VISTA

ArXiv: https://arxiv.org/abs/2507.01125.

Repository for VISTA, including Real-Time Semantic Gaussian Splatting, voxel grid generation, and semantic exploration & planning, presented in our paper. This repository includes scripts and ROS2 nodes required for running quadrotor experiments.

Requirements

A Linux machine (tested with Ubuntu 22.04)
- This should also have a CUDA capable GPU, and fairly strong CPU.
ROS2 Humble installed on your Linux machine
A camera that is compatible with ROS2 Humble
Some means by which to estimate pose of the camera (SLAM, motion capture system, etc)

Organization

This codebase uses git submodules to reference three different code bases:

Semantic-SplatBridge: Performs Real-Time 3D Gaussian Splatting given ROS streams of camera image and pose data.
VISTA-Map: Generates voxel grid environment with RGB, semantic, and epistemic uncertainty information from pointclouds. Uses Voxel Traversal mechanism to differentiate between unobserved, observed-free, and observed-occupied space.
VISTA-Plan: Proposes plans in voxel grid environment by prioritizing frontier voxels and highly semantically similar regions of the environment. Proposed plans are sampled from a Gaussian Mixture Model and then scored to choose the best trajectory that has high information gain with high semantic similarity.

Installation

Each of these submodules have their own instructions for how to use them independently in case you want to use only a part of our pipeline. If you want to replicate the full pipeline, follow these instructions.

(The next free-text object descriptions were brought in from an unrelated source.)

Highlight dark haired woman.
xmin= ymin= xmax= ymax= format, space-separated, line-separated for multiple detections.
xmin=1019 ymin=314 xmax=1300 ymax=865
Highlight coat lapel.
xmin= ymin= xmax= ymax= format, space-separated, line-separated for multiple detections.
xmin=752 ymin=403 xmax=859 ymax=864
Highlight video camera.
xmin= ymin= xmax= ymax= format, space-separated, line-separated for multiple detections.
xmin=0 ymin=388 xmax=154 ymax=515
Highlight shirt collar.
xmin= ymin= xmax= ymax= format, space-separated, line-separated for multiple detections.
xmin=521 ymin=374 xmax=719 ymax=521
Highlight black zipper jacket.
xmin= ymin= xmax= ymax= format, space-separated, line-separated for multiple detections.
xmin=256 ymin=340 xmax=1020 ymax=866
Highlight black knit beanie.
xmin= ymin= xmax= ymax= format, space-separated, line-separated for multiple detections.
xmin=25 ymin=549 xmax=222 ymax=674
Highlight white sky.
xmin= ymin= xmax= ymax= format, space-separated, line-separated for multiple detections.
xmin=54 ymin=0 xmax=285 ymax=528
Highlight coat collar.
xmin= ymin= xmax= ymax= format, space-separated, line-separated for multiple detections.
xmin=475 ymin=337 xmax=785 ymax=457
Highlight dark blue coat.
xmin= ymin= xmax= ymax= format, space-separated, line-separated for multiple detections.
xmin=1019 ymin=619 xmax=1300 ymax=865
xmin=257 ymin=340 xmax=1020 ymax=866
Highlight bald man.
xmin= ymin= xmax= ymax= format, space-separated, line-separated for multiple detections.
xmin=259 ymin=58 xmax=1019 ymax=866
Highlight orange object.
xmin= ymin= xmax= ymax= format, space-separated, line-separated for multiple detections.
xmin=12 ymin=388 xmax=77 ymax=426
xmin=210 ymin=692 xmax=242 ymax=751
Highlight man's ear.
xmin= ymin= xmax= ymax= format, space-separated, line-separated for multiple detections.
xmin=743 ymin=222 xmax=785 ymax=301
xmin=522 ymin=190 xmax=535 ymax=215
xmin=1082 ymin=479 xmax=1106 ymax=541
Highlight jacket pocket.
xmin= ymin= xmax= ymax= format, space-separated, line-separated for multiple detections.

Install ROS2 Humble using the installation guide. After installing ROS2 we recommend adding source /opt/ros/humble/setup.bash to your bashrc file. Otherwise, this command needs to be run in each terminal before running any ros2 commands.
Install Miniconda (or Anaconda) using the installation guide.
Create a conda environment for VISTA. Take note of the optional procedure for completely isolating the conda environment from your machine's base python site packages. For more details see this StackOverflow post and PEP-0370.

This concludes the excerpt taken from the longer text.